Regenerate ppp client config
To regenerate the ppp client config the easiest way is go into config mode, change a few settings, commit, change them back.
ubnt@ubnt:~$ configure
[edit]
ubnt@ubnt# edit interfaces pptp-client pptpc0
[edit interfaces pptp-client pptpc0]
ubnt@ubnt# set server-ip 127.0.0.1
[edit interfaces pptp-client pptpc0]
ubnt@ubnt# commit
[edit interfaces pptp-client pptpc0]
ubnt@ubnt# set server-ip vpn.stw-bonn.de
[edit interfaces pptp-client pptpc0]
ubnt@ubnt# commit
[edit interfaces pptp-client pptpc0]
ubnt@ubnt# save
Saving configuration to '/config/config.boot'...
Done
[edit]
ubnt@ubnt# exit
You can verify that it worked by looking at the client config.

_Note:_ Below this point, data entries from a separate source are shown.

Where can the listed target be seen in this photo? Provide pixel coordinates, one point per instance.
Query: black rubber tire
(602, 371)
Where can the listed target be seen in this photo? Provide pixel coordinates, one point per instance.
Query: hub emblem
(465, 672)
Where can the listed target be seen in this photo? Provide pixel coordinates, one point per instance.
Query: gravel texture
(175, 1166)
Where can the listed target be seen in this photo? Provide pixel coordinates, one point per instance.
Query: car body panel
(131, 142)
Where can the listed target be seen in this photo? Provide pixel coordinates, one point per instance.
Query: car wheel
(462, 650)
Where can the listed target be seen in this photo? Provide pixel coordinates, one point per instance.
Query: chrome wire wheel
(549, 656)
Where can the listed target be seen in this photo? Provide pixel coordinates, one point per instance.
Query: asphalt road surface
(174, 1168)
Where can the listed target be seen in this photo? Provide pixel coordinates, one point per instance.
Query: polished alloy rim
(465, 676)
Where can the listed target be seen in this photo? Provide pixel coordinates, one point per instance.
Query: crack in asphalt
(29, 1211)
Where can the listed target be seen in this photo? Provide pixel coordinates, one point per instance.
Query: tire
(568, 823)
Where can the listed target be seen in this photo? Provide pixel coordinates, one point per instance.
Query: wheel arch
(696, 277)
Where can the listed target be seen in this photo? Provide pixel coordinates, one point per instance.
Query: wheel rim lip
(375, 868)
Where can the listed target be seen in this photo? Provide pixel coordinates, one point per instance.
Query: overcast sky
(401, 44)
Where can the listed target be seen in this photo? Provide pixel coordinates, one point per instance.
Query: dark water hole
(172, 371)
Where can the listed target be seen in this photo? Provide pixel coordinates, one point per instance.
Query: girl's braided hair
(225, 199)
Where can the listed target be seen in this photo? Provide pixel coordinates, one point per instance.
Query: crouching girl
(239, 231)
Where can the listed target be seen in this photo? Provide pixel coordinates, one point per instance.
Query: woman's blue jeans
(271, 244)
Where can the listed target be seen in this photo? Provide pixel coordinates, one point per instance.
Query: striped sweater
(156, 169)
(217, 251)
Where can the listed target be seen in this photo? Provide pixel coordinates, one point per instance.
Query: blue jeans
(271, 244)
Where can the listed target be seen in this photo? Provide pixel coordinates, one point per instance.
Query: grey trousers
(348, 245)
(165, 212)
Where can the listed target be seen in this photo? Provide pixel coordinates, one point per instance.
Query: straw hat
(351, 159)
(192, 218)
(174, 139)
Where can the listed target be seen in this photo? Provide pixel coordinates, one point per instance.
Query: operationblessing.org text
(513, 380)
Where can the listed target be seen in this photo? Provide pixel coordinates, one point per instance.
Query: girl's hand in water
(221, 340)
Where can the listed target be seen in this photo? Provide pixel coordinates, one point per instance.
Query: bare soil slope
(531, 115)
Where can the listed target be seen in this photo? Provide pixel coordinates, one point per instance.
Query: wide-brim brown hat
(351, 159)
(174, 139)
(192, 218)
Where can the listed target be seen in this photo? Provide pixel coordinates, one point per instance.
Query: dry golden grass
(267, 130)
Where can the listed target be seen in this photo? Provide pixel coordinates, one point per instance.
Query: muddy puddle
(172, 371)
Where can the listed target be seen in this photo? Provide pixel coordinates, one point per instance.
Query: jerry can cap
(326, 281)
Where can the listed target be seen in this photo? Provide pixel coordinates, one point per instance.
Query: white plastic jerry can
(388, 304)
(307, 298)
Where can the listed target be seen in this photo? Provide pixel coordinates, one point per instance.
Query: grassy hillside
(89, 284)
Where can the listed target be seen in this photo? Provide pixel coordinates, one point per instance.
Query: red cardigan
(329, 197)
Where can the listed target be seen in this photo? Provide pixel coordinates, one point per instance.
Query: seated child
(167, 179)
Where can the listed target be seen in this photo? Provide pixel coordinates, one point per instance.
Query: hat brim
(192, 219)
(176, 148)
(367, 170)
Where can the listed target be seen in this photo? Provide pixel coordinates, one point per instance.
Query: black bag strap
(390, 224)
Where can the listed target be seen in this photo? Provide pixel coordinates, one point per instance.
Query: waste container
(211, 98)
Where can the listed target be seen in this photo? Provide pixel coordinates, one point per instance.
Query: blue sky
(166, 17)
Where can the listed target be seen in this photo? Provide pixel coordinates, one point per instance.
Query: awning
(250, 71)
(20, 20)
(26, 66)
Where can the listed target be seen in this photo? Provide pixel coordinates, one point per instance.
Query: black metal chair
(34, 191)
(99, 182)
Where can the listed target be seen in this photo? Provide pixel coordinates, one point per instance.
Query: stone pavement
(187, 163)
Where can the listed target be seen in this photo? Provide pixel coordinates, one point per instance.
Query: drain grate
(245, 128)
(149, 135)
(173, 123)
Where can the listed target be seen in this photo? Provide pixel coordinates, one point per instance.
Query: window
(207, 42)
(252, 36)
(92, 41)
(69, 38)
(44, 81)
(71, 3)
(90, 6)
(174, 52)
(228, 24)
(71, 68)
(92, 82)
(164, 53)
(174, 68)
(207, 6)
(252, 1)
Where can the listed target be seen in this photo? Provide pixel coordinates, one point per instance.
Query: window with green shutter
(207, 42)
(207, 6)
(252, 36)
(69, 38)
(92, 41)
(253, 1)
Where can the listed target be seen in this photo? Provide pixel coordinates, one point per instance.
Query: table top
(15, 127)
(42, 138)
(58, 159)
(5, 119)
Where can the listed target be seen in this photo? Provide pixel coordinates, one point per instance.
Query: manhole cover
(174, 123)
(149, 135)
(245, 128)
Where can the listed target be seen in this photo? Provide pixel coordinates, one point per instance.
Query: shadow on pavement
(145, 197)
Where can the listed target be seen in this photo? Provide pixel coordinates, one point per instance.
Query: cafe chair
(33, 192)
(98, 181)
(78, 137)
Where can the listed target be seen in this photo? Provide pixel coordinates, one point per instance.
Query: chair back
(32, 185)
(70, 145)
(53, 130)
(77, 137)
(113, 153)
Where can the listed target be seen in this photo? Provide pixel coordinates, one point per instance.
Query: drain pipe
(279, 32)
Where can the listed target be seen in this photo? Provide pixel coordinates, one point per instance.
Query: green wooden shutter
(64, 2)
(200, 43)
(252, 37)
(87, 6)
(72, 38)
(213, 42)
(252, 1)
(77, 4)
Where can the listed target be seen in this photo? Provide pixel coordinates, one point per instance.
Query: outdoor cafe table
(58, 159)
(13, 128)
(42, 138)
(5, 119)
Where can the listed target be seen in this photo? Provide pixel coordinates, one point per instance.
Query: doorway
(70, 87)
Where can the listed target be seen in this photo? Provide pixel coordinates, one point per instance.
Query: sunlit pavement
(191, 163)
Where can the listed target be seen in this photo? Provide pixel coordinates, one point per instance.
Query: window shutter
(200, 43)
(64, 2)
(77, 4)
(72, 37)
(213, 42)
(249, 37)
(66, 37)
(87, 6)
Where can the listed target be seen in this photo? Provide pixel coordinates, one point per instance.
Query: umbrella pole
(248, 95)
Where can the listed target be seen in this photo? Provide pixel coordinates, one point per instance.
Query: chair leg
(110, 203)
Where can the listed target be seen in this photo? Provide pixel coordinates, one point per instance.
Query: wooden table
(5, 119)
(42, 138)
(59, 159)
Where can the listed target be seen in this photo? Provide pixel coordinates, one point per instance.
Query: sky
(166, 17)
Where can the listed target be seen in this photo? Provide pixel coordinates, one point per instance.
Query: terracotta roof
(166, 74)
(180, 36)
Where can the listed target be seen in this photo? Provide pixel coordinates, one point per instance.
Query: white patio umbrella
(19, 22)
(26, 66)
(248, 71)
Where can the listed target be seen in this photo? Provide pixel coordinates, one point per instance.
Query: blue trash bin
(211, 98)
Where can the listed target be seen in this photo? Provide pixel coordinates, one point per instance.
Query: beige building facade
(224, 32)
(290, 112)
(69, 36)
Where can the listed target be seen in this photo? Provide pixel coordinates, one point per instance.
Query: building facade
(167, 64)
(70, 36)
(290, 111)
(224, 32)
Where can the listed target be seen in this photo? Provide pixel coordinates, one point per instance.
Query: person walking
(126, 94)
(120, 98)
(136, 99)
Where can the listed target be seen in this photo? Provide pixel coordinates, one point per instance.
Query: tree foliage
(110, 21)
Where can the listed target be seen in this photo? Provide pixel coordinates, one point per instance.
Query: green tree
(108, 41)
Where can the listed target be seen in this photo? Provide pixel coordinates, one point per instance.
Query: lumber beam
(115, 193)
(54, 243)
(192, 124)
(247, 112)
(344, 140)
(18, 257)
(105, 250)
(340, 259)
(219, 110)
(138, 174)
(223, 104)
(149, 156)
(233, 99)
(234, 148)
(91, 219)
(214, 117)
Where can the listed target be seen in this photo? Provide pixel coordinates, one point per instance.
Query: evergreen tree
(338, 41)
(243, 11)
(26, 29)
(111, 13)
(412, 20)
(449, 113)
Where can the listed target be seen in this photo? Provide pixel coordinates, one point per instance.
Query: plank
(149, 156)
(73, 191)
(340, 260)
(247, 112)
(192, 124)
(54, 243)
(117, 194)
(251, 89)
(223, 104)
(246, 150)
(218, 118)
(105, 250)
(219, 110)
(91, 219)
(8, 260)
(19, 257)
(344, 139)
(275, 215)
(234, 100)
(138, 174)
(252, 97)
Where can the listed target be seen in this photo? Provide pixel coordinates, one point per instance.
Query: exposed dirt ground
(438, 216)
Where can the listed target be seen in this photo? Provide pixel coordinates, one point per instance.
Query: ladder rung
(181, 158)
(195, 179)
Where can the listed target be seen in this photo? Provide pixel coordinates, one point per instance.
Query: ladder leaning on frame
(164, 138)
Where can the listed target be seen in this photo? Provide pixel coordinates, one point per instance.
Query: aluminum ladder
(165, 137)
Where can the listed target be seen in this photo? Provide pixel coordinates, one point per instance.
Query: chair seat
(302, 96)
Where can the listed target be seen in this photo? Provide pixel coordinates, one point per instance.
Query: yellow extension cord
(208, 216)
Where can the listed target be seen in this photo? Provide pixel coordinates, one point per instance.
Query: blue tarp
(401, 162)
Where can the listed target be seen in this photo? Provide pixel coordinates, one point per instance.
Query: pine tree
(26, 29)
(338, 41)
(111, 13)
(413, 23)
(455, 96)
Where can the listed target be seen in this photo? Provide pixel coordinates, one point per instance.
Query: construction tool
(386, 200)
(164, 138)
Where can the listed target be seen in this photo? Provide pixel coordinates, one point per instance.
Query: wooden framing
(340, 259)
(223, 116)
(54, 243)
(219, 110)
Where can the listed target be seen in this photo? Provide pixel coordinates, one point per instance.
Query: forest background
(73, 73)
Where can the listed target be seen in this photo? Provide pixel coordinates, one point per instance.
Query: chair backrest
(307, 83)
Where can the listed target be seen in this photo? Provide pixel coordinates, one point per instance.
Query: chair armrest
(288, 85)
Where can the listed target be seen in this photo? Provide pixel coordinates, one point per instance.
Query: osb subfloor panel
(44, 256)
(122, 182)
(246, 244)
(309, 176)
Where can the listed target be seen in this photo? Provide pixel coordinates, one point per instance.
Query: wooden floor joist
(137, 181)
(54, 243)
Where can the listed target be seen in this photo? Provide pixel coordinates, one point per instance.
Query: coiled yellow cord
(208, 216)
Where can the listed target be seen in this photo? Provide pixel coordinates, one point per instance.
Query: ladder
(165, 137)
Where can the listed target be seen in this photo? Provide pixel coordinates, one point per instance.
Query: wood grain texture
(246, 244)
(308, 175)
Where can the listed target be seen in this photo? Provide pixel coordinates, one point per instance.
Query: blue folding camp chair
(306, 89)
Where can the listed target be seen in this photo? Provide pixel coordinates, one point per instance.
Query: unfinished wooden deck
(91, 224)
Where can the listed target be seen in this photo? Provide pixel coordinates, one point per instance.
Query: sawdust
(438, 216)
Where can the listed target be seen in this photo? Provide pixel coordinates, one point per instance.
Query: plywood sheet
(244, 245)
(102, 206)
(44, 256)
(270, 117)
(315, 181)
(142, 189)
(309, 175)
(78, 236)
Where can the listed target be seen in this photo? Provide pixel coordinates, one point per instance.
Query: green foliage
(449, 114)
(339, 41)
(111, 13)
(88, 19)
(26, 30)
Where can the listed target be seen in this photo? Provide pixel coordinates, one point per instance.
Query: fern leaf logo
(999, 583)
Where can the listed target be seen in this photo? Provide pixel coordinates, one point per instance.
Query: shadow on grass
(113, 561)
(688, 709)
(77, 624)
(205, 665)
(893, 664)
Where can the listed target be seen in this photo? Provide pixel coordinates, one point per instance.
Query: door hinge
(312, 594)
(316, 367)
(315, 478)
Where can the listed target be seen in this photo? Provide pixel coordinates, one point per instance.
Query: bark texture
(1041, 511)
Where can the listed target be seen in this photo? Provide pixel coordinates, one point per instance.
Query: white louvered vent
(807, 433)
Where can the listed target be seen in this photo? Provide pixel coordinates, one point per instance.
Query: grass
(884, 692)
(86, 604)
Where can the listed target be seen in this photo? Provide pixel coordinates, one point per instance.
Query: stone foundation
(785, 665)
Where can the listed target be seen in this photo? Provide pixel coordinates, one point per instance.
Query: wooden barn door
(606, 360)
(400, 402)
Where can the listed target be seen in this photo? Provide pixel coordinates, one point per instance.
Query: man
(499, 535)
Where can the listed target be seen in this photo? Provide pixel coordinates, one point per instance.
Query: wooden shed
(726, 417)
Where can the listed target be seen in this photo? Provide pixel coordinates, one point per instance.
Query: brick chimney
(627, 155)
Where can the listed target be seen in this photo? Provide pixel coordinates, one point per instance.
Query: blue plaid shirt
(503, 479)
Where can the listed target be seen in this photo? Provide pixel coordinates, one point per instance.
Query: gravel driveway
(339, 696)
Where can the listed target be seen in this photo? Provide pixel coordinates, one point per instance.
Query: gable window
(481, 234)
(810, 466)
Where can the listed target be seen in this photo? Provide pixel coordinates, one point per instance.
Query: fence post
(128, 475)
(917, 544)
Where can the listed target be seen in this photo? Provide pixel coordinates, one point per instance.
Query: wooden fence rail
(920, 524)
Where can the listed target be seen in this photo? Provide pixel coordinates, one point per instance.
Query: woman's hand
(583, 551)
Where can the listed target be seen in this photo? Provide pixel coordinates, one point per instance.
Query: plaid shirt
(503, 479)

This is how it should look:
ubnt@ubnt:~$ tail -n2 /etc/ppp/peers/pptpc0
plugin pptp.so
pptp_server vpn.stw-bonn.de
Troubleshooting
If you ever run into a problem and need internet access to get something working you have to remove the plugin pptp.so and pptp_server vpn.stw-bonn.de lines and add pty "/usr/sbin/pptp vpn.stw-bonn.de --nolaunchpppd" to /etc/ppp/peers/pptpc0.
IPv6 workaround
We need a workaround to enable IPv6 on the pptp client interface:
ubnt@ubnt:~$ sudo -s
vbash-4.1# mkdir -p /config/scripts/ppp/ip-up.d
vbash-4.1# cat > /config/scripts/ppp/ip-up.d/autoconf.sh << EOF
#!/bin/bash
sysctl -w net.ipv6.conf.pptpc0.autoconf=2
sysctl -w net.ipv6.conf.pptpc0.accept_ra=2
ip -6 addr flush dev pptpc0
ip -6 addr add \$(ip -6 addr show eth1 | grep fe80:: | awk '{print \$2}' | awk -F ':' '{print \$1"::"1337":"\$4":"\$5":"\$6}') dev pptpc0
EOF
vbash-4.1# chmod a+x /config/scripts/ppp/ip-up.d/autoconf.sh
This sets the appropriate system configuration to allow autoconf on forwarding devices and adds a link local address (derived from eth1 address) to the pptp client interface.
Nearly Done
You now should have pptp working in your kernel, making it a lot faster.
But: You are not yet finished configuring your router! You'll need to configure your local network and you'll need to define firewall rules!